LES RICHES TOUJOURS AVANTAGÉES
 
L'avortement clandestin : voilà une pratique qui permet de distinguer les riches et les pauvres en Afrique. Celles qui ont les moyens vont voir un médecin dans une clinique, un hôpital, qui leur fait l'avortement clandestin dans de bonnes conditions d’asepsie, sans complication majeure. Parfois ces femmes riches se rendent à l'étranger pour avorter. Celles qui n'ont pas les moyens, les pauvres ado, vont voir un infirmier, un aide-soignant, qui a son "bloc opératoire" pour pratiquer les avortements clandestins. Souvent c'est la chambre qui fait office de "bloc opératoire". Quand ça se complique, les patientes se retrouvent dans les hôpitaux dans un état grave. Elles peuvent mourir. En aucun cas, l'avorteur ne sera inquiété par la justice.
 
LE POIDS DE LA RELIGION
 
Pour les religions soit disant révélées présentes au Tchad, l'avortement est un péché grave, donc interdit par Dieu. Dans le dernier message de la Conférence des évêques du Tchad, la banalisation de l'avortement a été dénoncée. L'islam interdit également l'interruption volontaire de grossesse. Mais il faut remarquer que ces religions ainsi que les pouvoirs publics mènent la politique de l'autruche. Le mal est là, les jeunes femmes continuent de mourir mais on continue à les culpabiliser sans trouver de solutions à ce fléau. L'avortement est présenté par les religions soit disant révélées comme un assassinat. Ce qui est ahurissant, c'est qu'on semble fermer les yeux sur d'autres crimes pour indexer uniquement l'avortement. On s'entre-tue au nom de la religion : péché véniel ! Mais quand une fille décide de mettre fin à sa grossesse, ah non ! C'est un péché mortel.
 
LE DROIT A L'AVORTEMENT : UN DROIT QUE LES FEMMES AFRICAINES DOIVENT CONQUÉRIR
 
C'est un malheur que de naître femme sur le continent africain, de surcroît quand on est pauvre. L'avortement fait des milliers de victimes, mais on continue de l'interdire aveuglément, officiellement du moins, tout en fermant les yeux sur ce qui se pratique dans la clandestinité.

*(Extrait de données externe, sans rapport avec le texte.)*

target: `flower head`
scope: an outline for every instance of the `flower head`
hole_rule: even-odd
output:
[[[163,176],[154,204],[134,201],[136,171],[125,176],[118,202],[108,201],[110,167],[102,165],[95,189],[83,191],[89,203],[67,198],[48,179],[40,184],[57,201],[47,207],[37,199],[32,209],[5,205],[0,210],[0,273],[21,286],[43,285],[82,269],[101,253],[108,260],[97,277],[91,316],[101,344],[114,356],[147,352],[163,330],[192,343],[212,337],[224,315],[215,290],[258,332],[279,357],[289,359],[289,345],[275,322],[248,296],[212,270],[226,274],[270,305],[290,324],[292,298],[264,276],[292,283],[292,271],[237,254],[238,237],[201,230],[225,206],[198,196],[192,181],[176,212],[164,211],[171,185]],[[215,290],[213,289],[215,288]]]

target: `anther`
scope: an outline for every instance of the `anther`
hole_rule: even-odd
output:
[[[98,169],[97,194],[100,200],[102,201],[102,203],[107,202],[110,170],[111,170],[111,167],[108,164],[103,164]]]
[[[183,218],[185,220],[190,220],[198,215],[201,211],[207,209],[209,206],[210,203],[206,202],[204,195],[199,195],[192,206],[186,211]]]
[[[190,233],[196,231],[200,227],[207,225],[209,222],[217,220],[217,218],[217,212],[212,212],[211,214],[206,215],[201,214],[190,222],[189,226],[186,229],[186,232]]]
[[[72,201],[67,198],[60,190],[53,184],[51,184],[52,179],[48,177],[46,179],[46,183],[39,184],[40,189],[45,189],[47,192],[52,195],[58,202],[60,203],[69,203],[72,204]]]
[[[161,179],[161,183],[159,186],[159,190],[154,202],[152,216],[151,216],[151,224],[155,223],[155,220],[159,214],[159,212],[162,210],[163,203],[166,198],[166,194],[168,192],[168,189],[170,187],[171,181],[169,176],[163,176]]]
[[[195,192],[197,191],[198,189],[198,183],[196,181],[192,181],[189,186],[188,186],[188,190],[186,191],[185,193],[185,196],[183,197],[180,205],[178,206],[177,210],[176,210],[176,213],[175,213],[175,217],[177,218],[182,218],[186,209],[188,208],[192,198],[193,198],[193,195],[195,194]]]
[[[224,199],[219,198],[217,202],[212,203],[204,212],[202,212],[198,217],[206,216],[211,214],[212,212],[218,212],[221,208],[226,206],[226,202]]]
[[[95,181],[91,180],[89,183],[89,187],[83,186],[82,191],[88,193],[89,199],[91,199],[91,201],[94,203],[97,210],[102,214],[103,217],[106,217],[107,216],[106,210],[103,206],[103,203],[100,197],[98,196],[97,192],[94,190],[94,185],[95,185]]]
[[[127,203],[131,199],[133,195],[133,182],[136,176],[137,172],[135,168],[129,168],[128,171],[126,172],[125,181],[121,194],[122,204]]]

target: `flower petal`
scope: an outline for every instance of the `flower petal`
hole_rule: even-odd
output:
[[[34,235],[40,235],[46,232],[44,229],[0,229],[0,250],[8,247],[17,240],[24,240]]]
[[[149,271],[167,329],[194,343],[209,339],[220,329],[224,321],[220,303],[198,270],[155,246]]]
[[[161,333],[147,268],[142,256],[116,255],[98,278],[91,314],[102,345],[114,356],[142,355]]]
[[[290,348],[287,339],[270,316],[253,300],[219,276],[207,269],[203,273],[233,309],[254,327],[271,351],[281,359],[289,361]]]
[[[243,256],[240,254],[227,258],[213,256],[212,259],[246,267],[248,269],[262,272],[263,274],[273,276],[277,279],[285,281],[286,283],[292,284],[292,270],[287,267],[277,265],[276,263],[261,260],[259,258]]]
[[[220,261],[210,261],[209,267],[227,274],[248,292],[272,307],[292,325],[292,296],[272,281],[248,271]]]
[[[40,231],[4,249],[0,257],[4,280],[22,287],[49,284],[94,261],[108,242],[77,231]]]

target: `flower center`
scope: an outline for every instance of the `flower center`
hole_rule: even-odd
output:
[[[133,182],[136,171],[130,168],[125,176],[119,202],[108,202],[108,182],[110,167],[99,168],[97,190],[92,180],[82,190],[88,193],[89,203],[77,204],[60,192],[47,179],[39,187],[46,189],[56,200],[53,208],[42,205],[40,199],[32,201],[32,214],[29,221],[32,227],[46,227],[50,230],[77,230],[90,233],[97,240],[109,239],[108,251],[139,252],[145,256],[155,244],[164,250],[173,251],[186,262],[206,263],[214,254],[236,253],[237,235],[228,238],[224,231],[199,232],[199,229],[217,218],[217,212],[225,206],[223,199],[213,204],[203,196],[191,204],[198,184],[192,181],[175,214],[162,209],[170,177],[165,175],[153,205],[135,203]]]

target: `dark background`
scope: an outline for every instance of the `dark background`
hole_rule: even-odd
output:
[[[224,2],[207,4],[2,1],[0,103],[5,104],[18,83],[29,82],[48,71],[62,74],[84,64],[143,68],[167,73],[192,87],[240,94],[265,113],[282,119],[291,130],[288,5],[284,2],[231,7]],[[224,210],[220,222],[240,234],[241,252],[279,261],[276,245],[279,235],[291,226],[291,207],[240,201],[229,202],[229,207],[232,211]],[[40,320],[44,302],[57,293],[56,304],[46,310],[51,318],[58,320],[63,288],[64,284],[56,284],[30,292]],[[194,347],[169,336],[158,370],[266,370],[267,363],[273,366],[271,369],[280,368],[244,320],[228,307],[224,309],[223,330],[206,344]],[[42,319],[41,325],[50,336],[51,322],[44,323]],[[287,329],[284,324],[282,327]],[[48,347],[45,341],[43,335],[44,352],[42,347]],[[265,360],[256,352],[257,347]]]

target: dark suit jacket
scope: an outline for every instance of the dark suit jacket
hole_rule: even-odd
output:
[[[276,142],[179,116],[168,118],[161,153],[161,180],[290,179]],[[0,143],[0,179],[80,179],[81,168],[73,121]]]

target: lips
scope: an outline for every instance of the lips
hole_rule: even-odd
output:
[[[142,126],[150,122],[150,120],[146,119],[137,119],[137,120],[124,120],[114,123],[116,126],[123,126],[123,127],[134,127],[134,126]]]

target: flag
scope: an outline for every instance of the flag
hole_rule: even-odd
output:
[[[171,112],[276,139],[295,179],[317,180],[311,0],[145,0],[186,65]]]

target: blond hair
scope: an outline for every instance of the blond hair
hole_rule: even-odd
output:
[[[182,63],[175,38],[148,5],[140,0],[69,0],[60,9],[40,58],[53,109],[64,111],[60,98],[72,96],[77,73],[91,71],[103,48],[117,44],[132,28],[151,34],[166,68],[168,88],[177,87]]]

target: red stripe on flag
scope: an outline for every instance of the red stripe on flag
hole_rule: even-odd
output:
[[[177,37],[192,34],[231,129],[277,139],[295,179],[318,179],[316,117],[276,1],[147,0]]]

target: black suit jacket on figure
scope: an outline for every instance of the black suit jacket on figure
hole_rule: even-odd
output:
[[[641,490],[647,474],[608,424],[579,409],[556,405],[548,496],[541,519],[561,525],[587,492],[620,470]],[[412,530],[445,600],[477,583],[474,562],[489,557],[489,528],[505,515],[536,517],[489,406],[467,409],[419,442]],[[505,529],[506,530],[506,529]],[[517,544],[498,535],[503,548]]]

Le droit à l'avortement ne fait pas encore partie du débat politique en Afrique Noire. C'est consternant. Les lobbies religieux sont très puissants.  Les religieux se contentent juste de dénoncer l'avortement, sans rien proposer en retour. Pendant ce temps, en Europe, les jeunes filles ont droit à l'avortement. Mais il faut souligner que même en Europe, en France par exemple, il n'a pas été facile non plus de donner ce droit légitime aux femmes. La loi Simone Veil ne date que de 1975. Lors du débat parlementaire, certains députés n'ont pas trouvé d'autres arguments que de brandir la Bible pour s'opposer à ce droit : toujours la religion, encore la religion. Mais la loi est passée, elle est même assouplie cette année pour permettre aux femmes de faire ce qu'elles veulent de leur corps. L'islam et le christianisme sont des religions du crime dans ce domaine.
 
En Afrique, il faut se battre pour donner le droit d'interruption volontaire de grossesse aux femmes. C'est le seul moyen de mettre fin au taux élevé de mortalité liée directement aux complications de l'avortement. C'est un crime que de regarder nos filles, complètement aux abois, mourir, suite à une simple grossesse non désirée. Arrêtons de nous voiler la face : l'avortement doit être gratuit et pratiqué dans les hôpitaux dans de bonnes conditions afin d'enrayer la mortalité de nos jeunes filles. Il faut par ailleurs donner à nos filles des moyens de contraception efficace. Mais on n'en est pas encore là en Afrique, tant que ces religions inventées de toutes pièces ailleurs et exportées sur notre continent, continuent d'aveugler les pratiquants, les poussant à se mêler de tout, même de ce qui ne les regarde pas. L'imam et le curé n'ont absolument rien à voir dans ce débat. Les religieux, ces camarillas des pouvoirs politiques, disent qu'il faut respecter la vie de l'embryon. Mais il faut également respecter la vie des filles qui sont les premières à être concernées : ce sont elles les victimes.
 
 Il est plus que temps d'agir : le débat sur la légalité de l'interruption volontaire de grossesse doit être posé sur la table et discuté. C'est simplement criminel de continuer à regarder les bras croisés, nos filles mourir au printemps de leur vie, sous le prétexte fallacieux qu'on est des croyant. Arrêtons l'hypocrisie.